Requested move[edit]

The following discussion is an archived discussion of the proposal. Please do not modify it. Subsequent comments should be made in a new section on the talk page. No further edits should be made to this section.

The result of the proposal was moved. --BDD (talk) 23:25, 10 January 2014 (UTC)

Korean romanizationRomanization of Korean – Like for all the other languages or writing systems: Romanization of Arabic, Romanization of Cyrillic, Romanization of Japanese, etc. Androoox (talk) 00:21, 3 January 2014 (UTC)

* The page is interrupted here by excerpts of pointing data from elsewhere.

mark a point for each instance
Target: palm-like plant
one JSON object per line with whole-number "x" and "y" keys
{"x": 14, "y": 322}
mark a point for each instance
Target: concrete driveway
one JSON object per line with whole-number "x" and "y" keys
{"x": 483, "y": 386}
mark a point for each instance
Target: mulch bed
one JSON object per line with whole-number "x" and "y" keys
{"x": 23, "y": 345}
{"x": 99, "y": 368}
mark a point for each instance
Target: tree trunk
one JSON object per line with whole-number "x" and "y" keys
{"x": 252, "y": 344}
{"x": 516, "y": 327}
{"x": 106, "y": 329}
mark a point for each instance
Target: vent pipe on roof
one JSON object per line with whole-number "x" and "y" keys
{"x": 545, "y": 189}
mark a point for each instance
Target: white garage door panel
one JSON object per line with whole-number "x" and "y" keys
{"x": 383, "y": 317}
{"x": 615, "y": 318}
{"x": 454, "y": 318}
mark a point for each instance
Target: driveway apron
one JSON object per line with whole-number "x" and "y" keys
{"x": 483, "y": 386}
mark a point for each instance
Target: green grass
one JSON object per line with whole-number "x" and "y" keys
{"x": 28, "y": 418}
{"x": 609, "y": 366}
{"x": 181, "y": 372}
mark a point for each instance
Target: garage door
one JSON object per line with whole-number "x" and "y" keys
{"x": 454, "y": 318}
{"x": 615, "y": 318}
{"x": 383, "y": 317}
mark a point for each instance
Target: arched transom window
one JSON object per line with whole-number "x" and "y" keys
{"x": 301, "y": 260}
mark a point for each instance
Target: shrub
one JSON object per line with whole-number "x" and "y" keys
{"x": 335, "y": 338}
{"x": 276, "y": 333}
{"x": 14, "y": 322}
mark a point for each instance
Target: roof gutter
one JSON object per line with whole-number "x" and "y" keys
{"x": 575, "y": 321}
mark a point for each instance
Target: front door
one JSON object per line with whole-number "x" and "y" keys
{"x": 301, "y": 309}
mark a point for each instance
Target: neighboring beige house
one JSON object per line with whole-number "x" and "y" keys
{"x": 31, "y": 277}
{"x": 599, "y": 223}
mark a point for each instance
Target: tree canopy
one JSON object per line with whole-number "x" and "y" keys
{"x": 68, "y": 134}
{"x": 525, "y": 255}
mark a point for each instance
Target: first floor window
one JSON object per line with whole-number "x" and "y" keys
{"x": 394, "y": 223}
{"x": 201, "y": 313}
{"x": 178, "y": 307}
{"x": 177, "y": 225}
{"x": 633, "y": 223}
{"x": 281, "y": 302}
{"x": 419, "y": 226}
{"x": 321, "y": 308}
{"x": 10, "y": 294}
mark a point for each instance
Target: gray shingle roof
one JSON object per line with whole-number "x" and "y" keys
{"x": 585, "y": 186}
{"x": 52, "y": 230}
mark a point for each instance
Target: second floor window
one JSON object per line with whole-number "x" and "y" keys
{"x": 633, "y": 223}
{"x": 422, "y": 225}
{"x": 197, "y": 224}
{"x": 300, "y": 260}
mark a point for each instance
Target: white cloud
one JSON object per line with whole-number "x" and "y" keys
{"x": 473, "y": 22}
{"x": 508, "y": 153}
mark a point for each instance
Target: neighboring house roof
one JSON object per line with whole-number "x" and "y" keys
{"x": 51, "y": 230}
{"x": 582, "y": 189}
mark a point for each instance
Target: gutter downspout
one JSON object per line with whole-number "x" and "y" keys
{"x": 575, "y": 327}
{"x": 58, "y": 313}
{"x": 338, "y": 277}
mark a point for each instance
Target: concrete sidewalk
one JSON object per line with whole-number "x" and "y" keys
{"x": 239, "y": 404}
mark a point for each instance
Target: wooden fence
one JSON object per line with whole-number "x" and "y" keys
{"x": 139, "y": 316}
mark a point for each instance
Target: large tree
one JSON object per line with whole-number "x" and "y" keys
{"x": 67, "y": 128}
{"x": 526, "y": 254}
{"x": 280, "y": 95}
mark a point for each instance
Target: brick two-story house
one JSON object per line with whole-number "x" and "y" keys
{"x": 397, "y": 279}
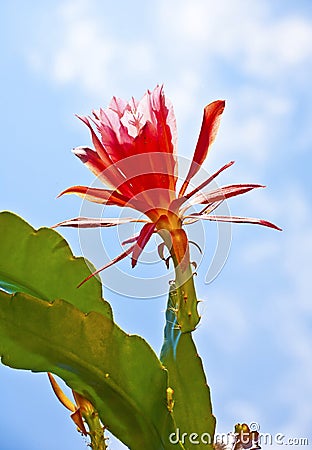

  • Support natural. In ictu oculi (talk) 04:34, 3 January 2014 (UTC)
  • Support per nom. --Երևանցի talk 03:30, 4 January 2014 (UTC)
  • Support Standard form. Jaqeli (talk) 21:48, 4 January 2014 (UTC)
  • Support following consensus after discussion of categories for other scripts at WP:CFDS, see [3]Fayenatic London 22:51, 5 January 2014 (UTC)
The above discussion is preserved as an archive of the proposal. Please do not modify it. Subsequent comments should be made in a new section on this talk page. No further edits should be made to this section.